Photo courtesy pexels

So, if you have ever been in this situation, where you have made a financial mistake, you are not alone, Financial Advisors do it too, we are human, although we don’t want to admit it.

Virtue #1 What’s the 411 on 529s?

I was asked about moving 529s the other day and I wanted to address that here.

What is the 529? has a wealth of information on this topic, but specifically describes it as

an education savings plan operated by a state or educational institution designed to help families set aside funds for future college costs. It is named after Section 529 of the Internal Revenue Code which created these types of savings plans in 1996.

• Nationwide college-saving vehicle offered through states but maintained by outside investment companies
• Contributions –
o no federal tax deduction
o may offer full or partial state tax deduction or credit
o Automatic contribution option through linked bank account or payroll deduction plan
• Earnings growth – tax free
• Withdrawals –
o Qualified – tax free when for college expenses – room, board, tuition, books
o Non-qualified – incurs income tax and 10% penalty tax
• Donor control
• Max contribution $14000 per individual per year (annual gift tax exclusion)
• Investment choice changes twice per calendar year
• Rollover into another 529 one time within a 12-month period
• No income limits, age limits or annual contribution limits
• Lifetime contribution limits vary by plan range from $235,000 – $500,000

Types of 529s
There are two types of 529 plans: prepaid and savings plans. Prepaid plans allow you to prepay for private colleges and savings plans are plans with contributions that are invested in mutual funds or exchange traded funds.

Rollover options
You are allowed to rollover any or all of your 529 account from your current plan to a different plan only once in a 12-month period, therefore avoiding the transaction being treated as a non-qualified distribution, and paying federal tax and a 10% penalty on earnings. Keep in mind that if your child does not choose to go to college you may change the beneficiary of the plan to another one of your children or you may use the funds for your own college expenses.

To Begin the Process
1. Do YOUR research
2. Open a new 529 plan
3. Complete the rollover contribution form available from the plan you wish to move your money into and the plan administrator of your new plan will coordinate the transfer of funds directly from your old 529 plan
4. Request a distribution from your old 529 plan, and within 60 days redeposit the amount into the new 529 plan, notify the new plan that the contribution is a rollover, and provide a breakdown between principal and earnings to the administrator
Most 529 plan participants stay with their plan, so rollovers do not occur often; and in addition to the paperwork the administrator may charge a fee to process the rollover.
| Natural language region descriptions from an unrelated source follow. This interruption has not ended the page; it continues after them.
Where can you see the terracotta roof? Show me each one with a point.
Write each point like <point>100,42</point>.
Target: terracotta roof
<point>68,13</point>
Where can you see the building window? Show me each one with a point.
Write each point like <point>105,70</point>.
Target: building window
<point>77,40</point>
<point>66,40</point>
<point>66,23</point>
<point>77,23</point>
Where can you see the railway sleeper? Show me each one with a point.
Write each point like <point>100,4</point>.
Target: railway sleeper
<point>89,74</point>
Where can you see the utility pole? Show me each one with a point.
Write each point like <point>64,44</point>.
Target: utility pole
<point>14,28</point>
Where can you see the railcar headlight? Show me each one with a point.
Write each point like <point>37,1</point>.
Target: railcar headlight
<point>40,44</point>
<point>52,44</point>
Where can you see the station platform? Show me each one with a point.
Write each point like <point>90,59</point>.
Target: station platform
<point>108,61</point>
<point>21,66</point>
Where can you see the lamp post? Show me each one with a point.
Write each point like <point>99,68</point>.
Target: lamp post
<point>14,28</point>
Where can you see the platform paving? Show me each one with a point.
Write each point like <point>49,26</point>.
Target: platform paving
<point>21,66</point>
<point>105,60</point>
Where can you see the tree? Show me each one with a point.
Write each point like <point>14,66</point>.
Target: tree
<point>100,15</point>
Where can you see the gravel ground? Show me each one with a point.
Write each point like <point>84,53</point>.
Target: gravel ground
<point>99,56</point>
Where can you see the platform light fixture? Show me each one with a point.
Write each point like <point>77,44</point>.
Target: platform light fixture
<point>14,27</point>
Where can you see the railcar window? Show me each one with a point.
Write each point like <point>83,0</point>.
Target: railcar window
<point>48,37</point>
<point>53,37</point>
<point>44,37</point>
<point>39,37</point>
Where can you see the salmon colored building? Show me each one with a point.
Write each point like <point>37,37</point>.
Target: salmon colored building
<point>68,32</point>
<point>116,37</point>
Recapture tax is another disadvantage that you may occur if your originally took a deduction and reside in a state that requires recapture of that benefit upon the rollover of funds to another state’s plan.

When to Switch?
• Lower cost plan with higher net returns
• In-state tax deduction on contributions if rollover treated as a contribution
• Manager, investment option change or termination of plan
• Continued poor performance
• Better service expectations
• Plan too restrictive – owner change difficulty
Switching can be done either with a financial advisor’s help or online.

529s are one of many ways that moms and extended family can support their loved little ones if college is an option that they want to pursue. We will address part 2 of 529s, other college funding resources, and gifting options in the weeks to come.